The Lewis Hill Preserve, located just north of Porterville, provides critical habitat for the endangered striped adobe lily, a state-threatened wildflower with only 15 to 20 occurrences in Tulare and Kern counties. The preserve is owned and managed by Sequoia Riverlands Trust, a regional nonprofit land trust that owns six other preserves including the Kaweah Oaks Preserve in Visalia.
“In the Sierra Nevada mountains there’s a lot of granite, but what the striped lily really needs is not granite; it likes dark metamorphic rock,” said Fletcher Linton, botanist and soils scientist with the Sequoia National Forest. “What forms on these dark rocks in the foothills of the Sierra Nevada is adobe clays,” which sets the stage for the rare flower to bloom, he said.
According to Linton, the flower only has three separate meta-populations on Earth, including one north of Porterville on Lewis Hill, one on the west side of Breckenridge Mountain outside of Bakersfield and one near the Grapevine, at Tejon Ranch.
“It’s hypothesized that the striped adobe lily was a little more common on the Valley floor, but because of farming, ranching and orcharding, it’s only left on the margins,” he said. Still, he said that having three large populations spread out over a couple of square miles is pretty good. “It’s fairly stable, but it needs conservation,” Linton said of the flower.
According to Kelly Ryan, communications director for Sequoia Riverlands Trust, the Hawkins family donated the property to the Kern River Research Center in 1994. Six years later, the title of the property was transferred to the Tule Oaks Land Trust, which is now a chapter of the Sequoia Riverlands Trust.
“A lot of times people donate property because they want to keep it in perpetuity,” Ryan said. “In other words, you want to keep the land from development.”
Once every year, Sequoia Riverlands Trust conducts a guided wildflower walk and talk on Lewis Hill’s open range. The tour involves a steep, cross-country hike to the peak of the mountain. This year, the popular tour took place March 3 and was attended by roughly 80 people, Linton said.
Linton, who has acted as the nature walk’s tour guide for 10 years, said that over the years, the event has grown in popularity, which he said is largely due to publicity. Among those in attendance March 3 were members of a Visalia photo club and other locals. In the past, science students with local high schools have also attended, he said.
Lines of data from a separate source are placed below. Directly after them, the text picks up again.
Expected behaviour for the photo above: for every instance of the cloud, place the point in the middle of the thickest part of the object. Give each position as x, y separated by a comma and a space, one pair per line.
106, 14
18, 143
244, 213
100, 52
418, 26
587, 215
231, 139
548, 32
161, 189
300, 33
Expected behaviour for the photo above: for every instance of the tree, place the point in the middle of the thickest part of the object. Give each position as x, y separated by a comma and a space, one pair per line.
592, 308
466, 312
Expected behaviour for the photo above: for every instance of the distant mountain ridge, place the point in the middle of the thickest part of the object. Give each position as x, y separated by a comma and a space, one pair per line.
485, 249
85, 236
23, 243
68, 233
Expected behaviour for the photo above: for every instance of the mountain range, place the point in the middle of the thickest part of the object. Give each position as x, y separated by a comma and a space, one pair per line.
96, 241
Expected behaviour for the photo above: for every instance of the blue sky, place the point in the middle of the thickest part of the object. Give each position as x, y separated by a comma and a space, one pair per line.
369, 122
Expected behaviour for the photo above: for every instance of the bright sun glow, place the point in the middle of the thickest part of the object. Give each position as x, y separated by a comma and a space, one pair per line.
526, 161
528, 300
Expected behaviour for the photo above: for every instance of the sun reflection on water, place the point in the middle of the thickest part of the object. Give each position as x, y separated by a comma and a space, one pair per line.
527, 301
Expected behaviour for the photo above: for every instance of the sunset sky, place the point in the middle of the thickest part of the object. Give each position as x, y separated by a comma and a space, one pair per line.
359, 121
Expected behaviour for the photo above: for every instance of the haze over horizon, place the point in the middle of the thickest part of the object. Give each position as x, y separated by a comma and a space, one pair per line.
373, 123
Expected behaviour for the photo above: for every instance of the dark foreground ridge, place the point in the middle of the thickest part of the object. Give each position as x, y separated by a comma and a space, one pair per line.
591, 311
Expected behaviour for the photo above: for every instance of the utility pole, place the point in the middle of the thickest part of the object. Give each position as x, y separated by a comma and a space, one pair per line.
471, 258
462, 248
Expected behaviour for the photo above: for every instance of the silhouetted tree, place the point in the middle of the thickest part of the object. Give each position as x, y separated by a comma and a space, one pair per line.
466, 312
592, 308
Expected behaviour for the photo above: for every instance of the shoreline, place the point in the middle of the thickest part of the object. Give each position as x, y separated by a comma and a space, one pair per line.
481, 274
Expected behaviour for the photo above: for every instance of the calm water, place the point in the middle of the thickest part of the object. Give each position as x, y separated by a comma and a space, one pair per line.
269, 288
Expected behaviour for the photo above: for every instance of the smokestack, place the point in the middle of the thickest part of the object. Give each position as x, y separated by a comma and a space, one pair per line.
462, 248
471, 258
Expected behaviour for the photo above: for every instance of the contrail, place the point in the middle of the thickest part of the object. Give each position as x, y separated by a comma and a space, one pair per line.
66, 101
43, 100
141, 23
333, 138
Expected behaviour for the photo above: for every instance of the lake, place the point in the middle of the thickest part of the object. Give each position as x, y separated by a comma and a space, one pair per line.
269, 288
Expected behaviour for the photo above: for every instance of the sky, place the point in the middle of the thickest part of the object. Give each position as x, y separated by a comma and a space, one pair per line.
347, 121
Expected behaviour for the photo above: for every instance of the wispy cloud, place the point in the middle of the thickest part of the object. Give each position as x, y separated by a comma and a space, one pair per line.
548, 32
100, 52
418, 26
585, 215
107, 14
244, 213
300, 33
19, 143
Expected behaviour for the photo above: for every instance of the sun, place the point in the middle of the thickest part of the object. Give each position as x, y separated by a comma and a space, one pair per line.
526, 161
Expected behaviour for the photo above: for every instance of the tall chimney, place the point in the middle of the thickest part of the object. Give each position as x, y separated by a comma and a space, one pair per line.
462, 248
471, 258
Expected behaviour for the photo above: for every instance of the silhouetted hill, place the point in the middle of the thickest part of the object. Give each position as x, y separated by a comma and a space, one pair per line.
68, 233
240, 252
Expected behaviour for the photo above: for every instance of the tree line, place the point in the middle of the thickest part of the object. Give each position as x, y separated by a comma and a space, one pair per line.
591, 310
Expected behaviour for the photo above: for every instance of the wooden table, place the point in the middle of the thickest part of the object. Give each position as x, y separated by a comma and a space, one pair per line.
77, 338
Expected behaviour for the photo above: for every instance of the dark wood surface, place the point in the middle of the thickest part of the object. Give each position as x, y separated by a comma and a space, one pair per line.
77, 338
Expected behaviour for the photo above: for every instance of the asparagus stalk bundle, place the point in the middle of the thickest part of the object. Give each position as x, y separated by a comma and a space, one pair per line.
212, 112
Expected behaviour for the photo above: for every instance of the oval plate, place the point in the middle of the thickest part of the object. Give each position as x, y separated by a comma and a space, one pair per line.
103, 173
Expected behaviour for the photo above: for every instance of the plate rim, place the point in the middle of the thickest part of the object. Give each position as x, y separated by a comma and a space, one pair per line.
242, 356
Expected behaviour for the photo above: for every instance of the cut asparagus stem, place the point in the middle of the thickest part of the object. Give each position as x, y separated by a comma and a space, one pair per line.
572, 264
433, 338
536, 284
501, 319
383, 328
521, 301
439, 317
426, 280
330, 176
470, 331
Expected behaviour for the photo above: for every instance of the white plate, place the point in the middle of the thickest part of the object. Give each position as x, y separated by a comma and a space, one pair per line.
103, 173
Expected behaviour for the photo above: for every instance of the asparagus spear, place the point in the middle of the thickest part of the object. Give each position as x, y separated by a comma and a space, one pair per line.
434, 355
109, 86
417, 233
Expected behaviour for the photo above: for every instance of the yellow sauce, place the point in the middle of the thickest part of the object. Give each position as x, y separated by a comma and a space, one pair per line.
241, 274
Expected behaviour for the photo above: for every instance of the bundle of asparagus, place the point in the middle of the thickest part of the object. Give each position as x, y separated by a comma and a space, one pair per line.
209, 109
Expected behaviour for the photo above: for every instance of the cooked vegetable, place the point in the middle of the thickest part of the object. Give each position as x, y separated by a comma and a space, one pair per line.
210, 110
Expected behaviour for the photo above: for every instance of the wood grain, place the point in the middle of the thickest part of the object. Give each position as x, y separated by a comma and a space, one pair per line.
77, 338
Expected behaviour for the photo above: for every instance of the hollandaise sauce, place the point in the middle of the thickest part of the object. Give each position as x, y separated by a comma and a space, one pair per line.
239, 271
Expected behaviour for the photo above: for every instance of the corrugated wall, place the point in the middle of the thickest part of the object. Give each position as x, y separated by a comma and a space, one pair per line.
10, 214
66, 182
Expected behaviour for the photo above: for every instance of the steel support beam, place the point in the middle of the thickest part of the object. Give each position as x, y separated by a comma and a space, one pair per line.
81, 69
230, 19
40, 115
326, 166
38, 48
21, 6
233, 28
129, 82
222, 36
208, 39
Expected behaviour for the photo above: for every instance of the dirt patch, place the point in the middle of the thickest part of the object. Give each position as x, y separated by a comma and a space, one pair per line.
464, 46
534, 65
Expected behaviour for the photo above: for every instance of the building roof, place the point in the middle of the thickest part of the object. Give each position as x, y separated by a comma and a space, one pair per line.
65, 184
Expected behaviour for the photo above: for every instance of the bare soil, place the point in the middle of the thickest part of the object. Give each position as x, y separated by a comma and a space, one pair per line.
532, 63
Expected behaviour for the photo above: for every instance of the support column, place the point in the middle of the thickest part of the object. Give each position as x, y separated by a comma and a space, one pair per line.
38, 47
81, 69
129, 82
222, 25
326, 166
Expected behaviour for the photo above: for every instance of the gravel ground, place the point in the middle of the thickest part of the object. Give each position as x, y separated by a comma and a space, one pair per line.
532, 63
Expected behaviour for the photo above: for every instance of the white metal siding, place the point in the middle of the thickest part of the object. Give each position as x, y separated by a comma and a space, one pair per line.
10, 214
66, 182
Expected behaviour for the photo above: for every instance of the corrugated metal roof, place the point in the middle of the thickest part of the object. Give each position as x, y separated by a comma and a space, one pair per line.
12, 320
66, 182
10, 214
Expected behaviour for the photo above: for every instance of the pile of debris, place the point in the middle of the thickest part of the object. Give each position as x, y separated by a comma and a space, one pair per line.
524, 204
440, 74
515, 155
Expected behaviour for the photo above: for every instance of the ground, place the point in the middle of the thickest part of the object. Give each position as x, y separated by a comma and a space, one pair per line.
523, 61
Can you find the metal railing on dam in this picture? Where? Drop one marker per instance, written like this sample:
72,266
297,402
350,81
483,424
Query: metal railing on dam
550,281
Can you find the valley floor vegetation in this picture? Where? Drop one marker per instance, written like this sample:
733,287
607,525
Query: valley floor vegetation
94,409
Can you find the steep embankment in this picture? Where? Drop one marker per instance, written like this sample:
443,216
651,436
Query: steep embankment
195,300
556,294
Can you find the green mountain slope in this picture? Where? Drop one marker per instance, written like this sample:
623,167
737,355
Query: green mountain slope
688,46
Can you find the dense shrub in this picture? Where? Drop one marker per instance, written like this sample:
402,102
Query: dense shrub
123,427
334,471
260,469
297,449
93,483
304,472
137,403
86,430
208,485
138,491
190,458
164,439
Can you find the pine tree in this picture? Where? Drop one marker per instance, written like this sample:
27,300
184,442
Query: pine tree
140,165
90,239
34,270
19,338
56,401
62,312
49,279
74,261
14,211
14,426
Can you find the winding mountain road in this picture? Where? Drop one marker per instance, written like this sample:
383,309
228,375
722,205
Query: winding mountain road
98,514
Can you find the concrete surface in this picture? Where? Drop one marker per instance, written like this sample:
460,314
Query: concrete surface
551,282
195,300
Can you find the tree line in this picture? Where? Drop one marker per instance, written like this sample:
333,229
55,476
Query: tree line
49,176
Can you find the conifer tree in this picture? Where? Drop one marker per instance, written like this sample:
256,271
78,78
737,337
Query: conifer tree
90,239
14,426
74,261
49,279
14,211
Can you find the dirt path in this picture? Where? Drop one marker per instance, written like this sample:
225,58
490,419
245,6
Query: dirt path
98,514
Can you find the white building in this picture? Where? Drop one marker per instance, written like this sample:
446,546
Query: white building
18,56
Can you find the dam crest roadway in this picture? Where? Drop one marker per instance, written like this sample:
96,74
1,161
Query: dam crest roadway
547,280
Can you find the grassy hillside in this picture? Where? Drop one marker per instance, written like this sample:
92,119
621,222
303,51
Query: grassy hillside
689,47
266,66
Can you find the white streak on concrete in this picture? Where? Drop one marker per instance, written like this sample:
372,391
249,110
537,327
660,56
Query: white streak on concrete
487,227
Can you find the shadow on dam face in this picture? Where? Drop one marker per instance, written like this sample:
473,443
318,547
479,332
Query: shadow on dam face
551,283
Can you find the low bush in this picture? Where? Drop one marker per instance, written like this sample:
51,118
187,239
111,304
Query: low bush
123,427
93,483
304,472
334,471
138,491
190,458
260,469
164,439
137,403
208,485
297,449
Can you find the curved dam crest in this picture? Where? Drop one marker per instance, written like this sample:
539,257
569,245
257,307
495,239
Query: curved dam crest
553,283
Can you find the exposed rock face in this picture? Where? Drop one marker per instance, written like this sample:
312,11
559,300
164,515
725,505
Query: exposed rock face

Linton said that because the preserve is not managed for recreation, it is not open to the public year round, but said it is neat place to visit when the opportunity arises.
“Lewis Hill is just really neat because it has that rare plant and another rare plant known as the San Joaquin adobe sunburst,” he said. Additionally, he said, the hill has an interesting history, “The rocks have magnesite ore in them, and during WWI and WWII, people mined for magnesite.”